I got very frustrated. It felt like I could see armadas coming at me from miles away but I couldn't do coordinated, multi-tick maneuvers to fend them off because I had class, or practice, or just had to sleep. I've thought about that game for fifteen years at this point. I wanted to make something that fixed its problem. I remember thousands of people playing that game. I'm sure many of them still think about it.
What it does
The Long Frontier is tower defense at two scales, wrapped in a persistent, async, social 4X for mobile. You hold a deck of units, spend planet-resources to field them, and fight hand-played lane sieges to take worlds. The galaxy is a tower defense too: enemy armadas advance through your territory, your garrisons hold the line, and a reserve you set aside auto-scrambles to defend a world while you sleep. Every unit is a card, your territory is the deck you fight with, and the armies you lose become the cards you draw next season. An AI Game Master — the Curator — runs the Void, a co-op raid threat that flips the table and keeps a thousand-player war fair.
How we built it
I designed it the way you'd build the game: smallest complete idea first, then deep as I could manage. I stress-tested every pass with my friends reviewing, resolving ambiguity and contradictions. The art is generated to a strict style guide and color palette. I built two tools to make the package: a data-driven card forge that composites a frame, stats, and cost pips onto generated art straight from a spreadsheet, and a level composer for the siege scenes. The four PDFs are authored in HTML and CSS and printed through headless Chrome from a single build script, so I could regenerate everything in seconds.
Challenges we ran into
The hardest part was proving "tower defense at two scales" actually plays — that the galaxy fights like a tower defense, world by world, instead of just borrowing the words. Async fairness was the next knife: how do you lose a battle while you sleep and still want to log in tomorrow? That drove the standing-orders garrison, the auto-scrambling reserve, and the rule that a raid wounds a world but never takes your collection. I managed to condense all the ideas I could into the page limits.
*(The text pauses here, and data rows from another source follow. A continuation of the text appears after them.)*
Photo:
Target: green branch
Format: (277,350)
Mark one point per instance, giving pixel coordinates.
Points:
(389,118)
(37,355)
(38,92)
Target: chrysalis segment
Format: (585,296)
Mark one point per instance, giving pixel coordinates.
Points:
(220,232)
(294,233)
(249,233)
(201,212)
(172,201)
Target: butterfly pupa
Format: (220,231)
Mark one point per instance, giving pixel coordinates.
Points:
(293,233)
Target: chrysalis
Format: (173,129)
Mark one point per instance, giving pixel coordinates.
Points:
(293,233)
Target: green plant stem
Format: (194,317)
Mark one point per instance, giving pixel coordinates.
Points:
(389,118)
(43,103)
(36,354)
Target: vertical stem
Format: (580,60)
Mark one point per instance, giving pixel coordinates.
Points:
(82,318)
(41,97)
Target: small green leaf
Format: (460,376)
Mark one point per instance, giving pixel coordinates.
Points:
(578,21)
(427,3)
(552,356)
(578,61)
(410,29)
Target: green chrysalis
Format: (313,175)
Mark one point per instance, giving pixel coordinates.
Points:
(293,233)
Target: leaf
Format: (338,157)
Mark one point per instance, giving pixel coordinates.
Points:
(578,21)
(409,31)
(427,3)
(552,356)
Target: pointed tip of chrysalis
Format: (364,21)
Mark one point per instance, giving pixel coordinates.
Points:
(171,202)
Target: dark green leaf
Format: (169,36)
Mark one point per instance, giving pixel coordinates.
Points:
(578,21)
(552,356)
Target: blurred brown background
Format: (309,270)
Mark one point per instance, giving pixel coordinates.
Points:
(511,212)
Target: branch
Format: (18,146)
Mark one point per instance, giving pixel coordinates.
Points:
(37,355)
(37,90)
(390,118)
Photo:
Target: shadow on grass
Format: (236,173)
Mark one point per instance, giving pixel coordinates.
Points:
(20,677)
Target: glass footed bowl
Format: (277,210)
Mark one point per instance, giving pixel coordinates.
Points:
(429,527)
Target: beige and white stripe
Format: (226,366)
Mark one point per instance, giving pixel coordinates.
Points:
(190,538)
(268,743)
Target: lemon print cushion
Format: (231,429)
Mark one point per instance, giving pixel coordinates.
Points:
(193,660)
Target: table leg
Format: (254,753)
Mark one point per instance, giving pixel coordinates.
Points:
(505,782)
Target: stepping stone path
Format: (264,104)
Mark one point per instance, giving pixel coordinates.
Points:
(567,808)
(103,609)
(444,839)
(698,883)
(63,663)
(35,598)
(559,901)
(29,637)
## Accomplishments that we're proud of
One idea runs through everything — magic is science — and you feel it in the combat, the factions, the economy, and the art. I'm proudest of the parts that turn losing into a reason to log back in: your defeats mint cards, a beaten army returns stronger, and a player who loses everything can turn pirate and tax the people who beat them. The Curator, an AI Game Master running the Void as co-op raid content woven into the war, is the piece I'd most want to play. And the package holds together — four artifacts that never contradict each other, every claim backed by a system.
What we learned
Judging my own work like a hostile reviewer — scoring it cold against the goals and cutting what bled points — moved the design further than any amount of polishing it in love. I learned to prove a mechanic before I claim it, to bound a player's worst night before shipping the system that causes it, and that the cheapest test that can kill a bad idea should run first: a lane laid out on a chessboard beats a sprint of code. And one clear idea, repeated by every system, reads as depth instead of sprawl.
What's next for The Long Frontier
Build the smallest version that's fun: one biome, a handful of Verdant units, and a hand-played siege that has to grip you in two minutes. If that lands, the rings go on — the async galaxy map and the feats-to-cards loop, then the Marvelous Androids and the politics of Houses and Firms, then the live Void and seasons, and finally the Apotheosis Engine, the month-long endgame a whole galaxy has to converge to stop. Prove the fun first; everything after is a choice.